Vor einer Verdachtskündigung ist eine Anhörung des Arbeitnehmers zwingend notwendig, um den Verdacht aufzuklären und Beweise zu erhalten. Ohne Anhörung ist die Kündigung auf Verdacht unwirksam.
Eine vorherige Abmahnung ist im Falle einer Verdachtskündigung hingegen in der Regel nicht erforderlich.

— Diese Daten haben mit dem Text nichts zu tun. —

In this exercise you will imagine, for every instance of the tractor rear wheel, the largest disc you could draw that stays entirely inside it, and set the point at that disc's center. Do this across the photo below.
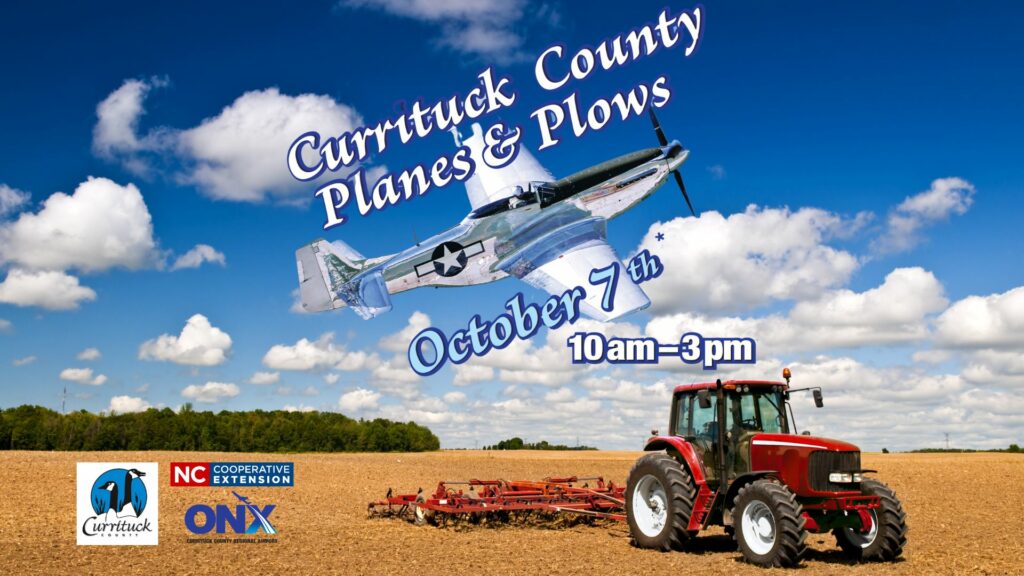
(769, 525)
(659, 496)
(887, 536)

Steht allerdings lediglich der Verdacht eines Diebstahls am Arbeitsplatz geringwertiger Sachen im Bagatellbereich von wenigen Euro im Raum, kann es sein, dass eine Verdachtskündigung nur möglich ist, wenn der Arbeitnehmer bereits in der Vergangenheit wegen eines ähnlichen (erwiesenen) Verstoßes abgemahnt wurde. Da nach der Rechtsprechung des Bundesarbeitsgerichts (BAG v. 10.06.2010 – Az. 2 AZR 541/09 – „Emmely“) ein erwiesener einmaliger Verstoß ohne Abmahnung für eine sofortige Kündigung wegen eines Bagatellvergehens oft nicht ausreicht, muss dies erst recht gelten, wenn lediglich ein begründeter Verdacht auf einen Bagatellverstoß besteht.

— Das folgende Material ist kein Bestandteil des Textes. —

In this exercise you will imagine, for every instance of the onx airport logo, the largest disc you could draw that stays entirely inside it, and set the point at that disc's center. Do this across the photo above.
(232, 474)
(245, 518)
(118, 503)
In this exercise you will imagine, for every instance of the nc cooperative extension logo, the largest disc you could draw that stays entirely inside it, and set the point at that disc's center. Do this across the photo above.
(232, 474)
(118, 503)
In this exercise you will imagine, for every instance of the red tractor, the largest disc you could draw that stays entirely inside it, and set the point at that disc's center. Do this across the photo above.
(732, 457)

Nach ständiger Rechtsprechung des Bundesarbeitsgerichts (BAG v. 23.06.2009 – Az. 2 AZR 474/07) kann der begründete Verdacht einer Straftat am Arbeitsplatz oder sonst einer schweren Pflichtverletzung eine Verdachtskündigung rechtfertigen. Dafür müssen nach dem BAG folgende Voraussetzungen erfüllt sein:
Bei der außerordentlichen Verdachtskündigung muss der Arbeitgeber die Einhaltung der Zwei-Wochen-Frist gemäß § 626 Abs. 2 BGB beachten, da andernfalls die Kündigung unwirksam ist.

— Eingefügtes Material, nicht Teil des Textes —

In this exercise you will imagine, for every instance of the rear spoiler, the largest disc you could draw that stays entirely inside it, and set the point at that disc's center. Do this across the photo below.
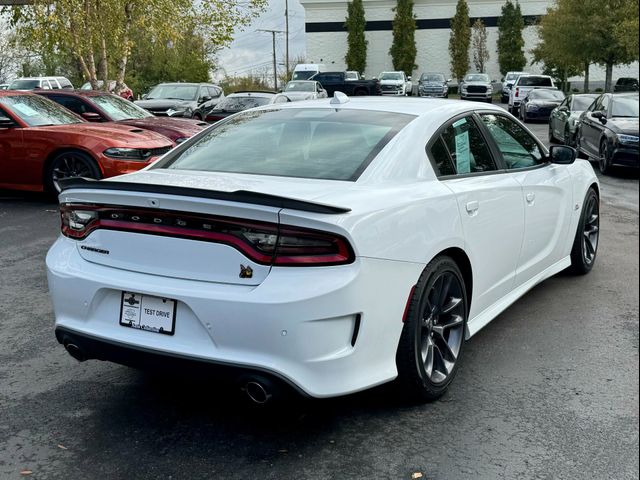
(242, 196)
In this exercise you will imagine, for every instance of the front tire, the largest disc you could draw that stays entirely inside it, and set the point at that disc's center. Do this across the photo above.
(585, 243)
(432, 338)
(69, 164)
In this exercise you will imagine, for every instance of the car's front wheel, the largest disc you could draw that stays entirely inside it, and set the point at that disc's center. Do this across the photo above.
(585, 243)
(69, 164)
(432, 338)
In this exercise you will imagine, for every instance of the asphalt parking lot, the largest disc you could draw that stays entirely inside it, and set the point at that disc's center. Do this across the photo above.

Die Ausschlussfrist beginnt mit dem Zeitpunkt, in dem der Arbeitgeber von den für die Kündigung maßgebenden Tatsachen Kenntnis erlangt. Bei einer Verdachtskündigung ist dies erst nach der Anhörung und einer entsprechenden Sachverhaltsaufklärung der Fall.
Steht die Begehung einer Straftat im Raum, kann der Arbeitgeber den Ausgang eines strafrechtlichen Ermittlungs- bzw. Strafverfahrens abwarten, bevor er eine außerordentliche Verdachtskündigung erklärt.
Mit einer Kündigungsschutzklage können Arbeitnehmer gegen eine unberechtigte Verdachtskündigung vorgehen.
Anwaltliche Unterstützung kann sinnvoll sein, um Fehler des Arbeitgebers nachweisen zu können und eine Abfindung durchzusetzen.
Fazit
Das Themenfeld der Kündigung ist äußerst vielschichtig und kann daher hier nur überblickartig dargestellt werden. Dennoch ist der sensible und differenzierte Umgang mit dem Kündigungsrecht wichtig und geboten, weil es einerseits um wesentliche wirtschaftliche und unternehmerische Interessen des Arbeitgebers geht, dem andererseits aber existentielle Gründe des Arbeitnehmers gegenüberstehen, der mit der Beschäftigung seinen Lebensunterhalt dauerhaft sichert.